Earlier this year Graham Westerbrook and colleagues reported more than 250 plumes of gas bubbles, emanating from the seabed off of the West Spitsbergen continental margin, in a depth range of 150-400m, at and above the present upper limit of the gas hydrate stability zone (GHSZ). Warming of the northward-flowing West Spitsbergen Current by one degree Celsius over the last 30 years may have increased this release of methane. If this process becomes widespread along Arctic continental margins, tens of Teragrams of methane a year could be released.

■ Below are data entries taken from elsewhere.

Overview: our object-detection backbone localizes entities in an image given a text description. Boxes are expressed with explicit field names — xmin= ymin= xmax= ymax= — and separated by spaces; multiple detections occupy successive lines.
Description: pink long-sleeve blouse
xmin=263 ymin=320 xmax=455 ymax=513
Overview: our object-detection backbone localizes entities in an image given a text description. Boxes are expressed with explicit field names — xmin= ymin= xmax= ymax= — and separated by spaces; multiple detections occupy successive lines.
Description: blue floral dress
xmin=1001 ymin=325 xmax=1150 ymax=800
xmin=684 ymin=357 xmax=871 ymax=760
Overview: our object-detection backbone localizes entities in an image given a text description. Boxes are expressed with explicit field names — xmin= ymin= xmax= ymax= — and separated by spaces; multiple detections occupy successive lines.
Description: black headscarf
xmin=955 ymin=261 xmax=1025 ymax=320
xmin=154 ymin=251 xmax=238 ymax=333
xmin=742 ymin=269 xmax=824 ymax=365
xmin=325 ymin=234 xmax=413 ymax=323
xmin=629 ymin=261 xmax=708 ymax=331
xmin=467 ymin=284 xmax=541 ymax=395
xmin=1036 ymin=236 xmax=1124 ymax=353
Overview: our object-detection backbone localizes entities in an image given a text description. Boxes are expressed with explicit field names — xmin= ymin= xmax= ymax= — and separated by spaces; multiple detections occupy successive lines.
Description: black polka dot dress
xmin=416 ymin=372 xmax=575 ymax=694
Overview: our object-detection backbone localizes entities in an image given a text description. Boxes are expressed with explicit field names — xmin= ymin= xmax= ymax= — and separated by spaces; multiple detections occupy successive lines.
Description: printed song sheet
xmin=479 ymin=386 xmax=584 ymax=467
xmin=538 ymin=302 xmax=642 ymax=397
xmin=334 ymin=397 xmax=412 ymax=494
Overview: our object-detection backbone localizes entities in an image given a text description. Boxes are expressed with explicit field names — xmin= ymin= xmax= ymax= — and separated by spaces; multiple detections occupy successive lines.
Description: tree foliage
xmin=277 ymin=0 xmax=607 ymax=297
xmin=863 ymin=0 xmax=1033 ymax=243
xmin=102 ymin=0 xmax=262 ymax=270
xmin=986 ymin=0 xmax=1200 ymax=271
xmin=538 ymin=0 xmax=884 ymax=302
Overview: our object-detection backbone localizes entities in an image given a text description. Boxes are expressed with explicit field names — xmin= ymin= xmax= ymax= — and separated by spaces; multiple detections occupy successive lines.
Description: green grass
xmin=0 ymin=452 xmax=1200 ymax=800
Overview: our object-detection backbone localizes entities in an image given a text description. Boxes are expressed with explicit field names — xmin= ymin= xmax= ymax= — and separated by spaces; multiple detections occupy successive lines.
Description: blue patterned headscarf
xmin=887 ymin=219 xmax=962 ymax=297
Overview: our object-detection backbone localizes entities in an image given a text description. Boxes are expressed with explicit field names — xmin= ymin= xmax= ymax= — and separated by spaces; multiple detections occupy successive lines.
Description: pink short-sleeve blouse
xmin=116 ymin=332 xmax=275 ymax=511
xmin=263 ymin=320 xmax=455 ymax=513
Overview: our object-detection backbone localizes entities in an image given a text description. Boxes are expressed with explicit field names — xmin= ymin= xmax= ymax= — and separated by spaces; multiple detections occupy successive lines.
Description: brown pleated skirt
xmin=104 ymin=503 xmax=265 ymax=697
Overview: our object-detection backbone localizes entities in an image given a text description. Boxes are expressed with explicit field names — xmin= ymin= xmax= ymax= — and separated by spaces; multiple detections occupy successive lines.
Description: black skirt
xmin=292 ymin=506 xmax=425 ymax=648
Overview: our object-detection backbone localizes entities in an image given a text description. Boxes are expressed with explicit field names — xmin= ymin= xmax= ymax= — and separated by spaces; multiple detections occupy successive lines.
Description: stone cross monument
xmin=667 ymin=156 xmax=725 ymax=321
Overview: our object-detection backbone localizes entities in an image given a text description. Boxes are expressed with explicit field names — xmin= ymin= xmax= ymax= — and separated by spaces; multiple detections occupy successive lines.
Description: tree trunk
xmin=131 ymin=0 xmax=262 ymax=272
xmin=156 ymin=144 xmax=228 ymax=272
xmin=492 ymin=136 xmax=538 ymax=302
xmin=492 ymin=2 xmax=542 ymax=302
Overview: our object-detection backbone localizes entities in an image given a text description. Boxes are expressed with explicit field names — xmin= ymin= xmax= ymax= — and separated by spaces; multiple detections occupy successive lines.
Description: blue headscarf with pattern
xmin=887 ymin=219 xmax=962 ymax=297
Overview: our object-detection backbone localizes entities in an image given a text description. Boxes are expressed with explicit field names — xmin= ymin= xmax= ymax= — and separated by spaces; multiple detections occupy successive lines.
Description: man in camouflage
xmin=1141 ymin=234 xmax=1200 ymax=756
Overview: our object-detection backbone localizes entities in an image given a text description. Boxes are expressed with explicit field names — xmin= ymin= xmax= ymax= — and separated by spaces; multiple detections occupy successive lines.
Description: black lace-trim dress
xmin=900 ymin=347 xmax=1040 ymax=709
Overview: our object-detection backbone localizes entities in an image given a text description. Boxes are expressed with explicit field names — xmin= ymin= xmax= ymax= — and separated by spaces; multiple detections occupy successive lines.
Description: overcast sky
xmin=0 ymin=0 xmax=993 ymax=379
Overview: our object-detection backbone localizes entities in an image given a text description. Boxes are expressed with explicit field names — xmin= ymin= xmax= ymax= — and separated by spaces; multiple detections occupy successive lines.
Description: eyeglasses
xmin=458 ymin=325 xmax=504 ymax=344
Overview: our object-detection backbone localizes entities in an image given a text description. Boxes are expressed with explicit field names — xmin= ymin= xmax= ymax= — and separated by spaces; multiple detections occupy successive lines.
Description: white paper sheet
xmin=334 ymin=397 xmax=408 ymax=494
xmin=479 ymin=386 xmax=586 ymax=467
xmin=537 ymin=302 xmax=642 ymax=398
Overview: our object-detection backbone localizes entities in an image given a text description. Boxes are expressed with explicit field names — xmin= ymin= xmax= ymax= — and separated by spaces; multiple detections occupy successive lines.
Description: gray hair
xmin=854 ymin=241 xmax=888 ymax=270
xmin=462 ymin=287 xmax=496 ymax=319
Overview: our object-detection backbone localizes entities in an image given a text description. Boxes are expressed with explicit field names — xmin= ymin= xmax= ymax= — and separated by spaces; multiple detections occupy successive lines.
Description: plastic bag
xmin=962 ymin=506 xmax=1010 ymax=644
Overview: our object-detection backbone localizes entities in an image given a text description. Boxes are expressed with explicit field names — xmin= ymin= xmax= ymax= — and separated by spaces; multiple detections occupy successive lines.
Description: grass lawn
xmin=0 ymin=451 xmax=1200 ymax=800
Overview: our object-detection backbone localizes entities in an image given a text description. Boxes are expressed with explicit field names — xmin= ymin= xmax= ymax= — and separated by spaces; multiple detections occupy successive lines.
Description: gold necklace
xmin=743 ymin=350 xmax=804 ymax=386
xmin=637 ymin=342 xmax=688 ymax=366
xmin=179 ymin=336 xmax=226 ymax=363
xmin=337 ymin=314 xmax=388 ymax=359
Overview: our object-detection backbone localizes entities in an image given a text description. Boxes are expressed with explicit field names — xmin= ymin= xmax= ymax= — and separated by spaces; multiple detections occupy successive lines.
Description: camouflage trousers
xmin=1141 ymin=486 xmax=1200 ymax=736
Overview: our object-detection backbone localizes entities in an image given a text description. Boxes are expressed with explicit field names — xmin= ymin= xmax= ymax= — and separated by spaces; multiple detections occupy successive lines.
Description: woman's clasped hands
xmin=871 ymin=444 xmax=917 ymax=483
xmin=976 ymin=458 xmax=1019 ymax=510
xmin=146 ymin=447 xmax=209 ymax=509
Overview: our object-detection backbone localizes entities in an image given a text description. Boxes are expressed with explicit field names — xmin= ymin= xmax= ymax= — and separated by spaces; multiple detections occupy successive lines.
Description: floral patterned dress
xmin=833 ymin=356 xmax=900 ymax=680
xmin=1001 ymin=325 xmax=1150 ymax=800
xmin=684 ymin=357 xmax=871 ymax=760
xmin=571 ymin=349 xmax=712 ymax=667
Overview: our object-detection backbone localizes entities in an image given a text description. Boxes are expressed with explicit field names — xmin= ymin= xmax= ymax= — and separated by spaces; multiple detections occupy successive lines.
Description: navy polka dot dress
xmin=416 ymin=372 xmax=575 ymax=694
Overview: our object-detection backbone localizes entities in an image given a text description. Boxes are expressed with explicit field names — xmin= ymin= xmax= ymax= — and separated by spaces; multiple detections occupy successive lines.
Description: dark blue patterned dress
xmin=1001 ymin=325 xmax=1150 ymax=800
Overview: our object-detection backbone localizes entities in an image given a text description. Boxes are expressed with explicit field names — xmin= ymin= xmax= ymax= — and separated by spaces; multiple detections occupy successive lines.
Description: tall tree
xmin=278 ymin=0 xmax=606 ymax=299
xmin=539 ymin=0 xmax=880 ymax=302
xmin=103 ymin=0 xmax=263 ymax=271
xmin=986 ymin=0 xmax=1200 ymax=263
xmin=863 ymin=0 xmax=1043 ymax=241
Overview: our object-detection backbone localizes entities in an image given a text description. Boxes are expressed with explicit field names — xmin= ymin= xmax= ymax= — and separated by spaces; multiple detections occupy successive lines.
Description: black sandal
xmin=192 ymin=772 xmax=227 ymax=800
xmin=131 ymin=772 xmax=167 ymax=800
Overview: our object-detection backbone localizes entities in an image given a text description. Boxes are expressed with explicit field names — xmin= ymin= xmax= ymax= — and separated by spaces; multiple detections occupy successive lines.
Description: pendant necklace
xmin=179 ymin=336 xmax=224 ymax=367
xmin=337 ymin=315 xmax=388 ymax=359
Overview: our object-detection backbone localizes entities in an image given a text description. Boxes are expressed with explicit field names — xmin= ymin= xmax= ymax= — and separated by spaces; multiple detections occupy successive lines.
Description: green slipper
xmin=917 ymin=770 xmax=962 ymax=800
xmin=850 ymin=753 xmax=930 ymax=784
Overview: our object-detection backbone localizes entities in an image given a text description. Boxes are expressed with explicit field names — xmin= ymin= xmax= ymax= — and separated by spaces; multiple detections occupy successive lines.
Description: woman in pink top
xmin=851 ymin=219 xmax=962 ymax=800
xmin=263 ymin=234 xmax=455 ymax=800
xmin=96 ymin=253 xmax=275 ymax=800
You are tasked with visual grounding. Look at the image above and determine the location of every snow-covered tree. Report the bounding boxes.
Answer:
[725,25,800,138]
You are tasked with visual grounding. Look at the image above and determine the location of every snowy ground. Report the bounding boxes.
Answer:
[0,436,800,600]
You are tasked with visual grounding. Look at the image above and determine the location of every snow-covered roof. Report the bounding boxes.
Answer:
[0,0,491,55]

The problem (once again) is that some clathrate-sensitive areas are known to have been venting methane for years - possibly decades; but because their true extent remains unknown, we do not know if things really are changing.
If (or when) warming triggers ocean clathrate destabilisation and there is a major addition of methane into the atmosphere, the warming effect will be considerable. Methane is a far more powerful greenhouse gas than carbon dioxide, despite its shorter atmospheric residence time. Within 10 years much of the methane is oxidised to carbon dioxide, some of which interacts with the oceans to form carbonic acid. As in the late Palaeocene and early Eocene, ocean acidification is happening today, although this time due to carbon dioxide from our use of fossil fuels, as well as deforestation. Were there to be a substantial methane clathrate destabilisation event, acidification (and warming) would become even more pronounced.
The PETM event is of direct relevance today. Geologists and palaeoecologists need to come together with those concerned with present-day climate change to pool knowledge. This is why the Geological Society is facilitating matters. With the support of the British Ecological Society, the Open University and NuInstruments plc, there is to be a two-day symposium on November 2-3 to bring together geologists, ecologists and policymakers, among others. Entitled Past Carbon Isotopic Events and Future Ecologies, the symposium will look at the terrestrial and marine aspects of past carbon isotope excursions (mainly, but not exclusively, the PETM event), their likely causes, and their relevance to current warming. A wide range of experts from the UK and overseas have agreed to speak at the meeting.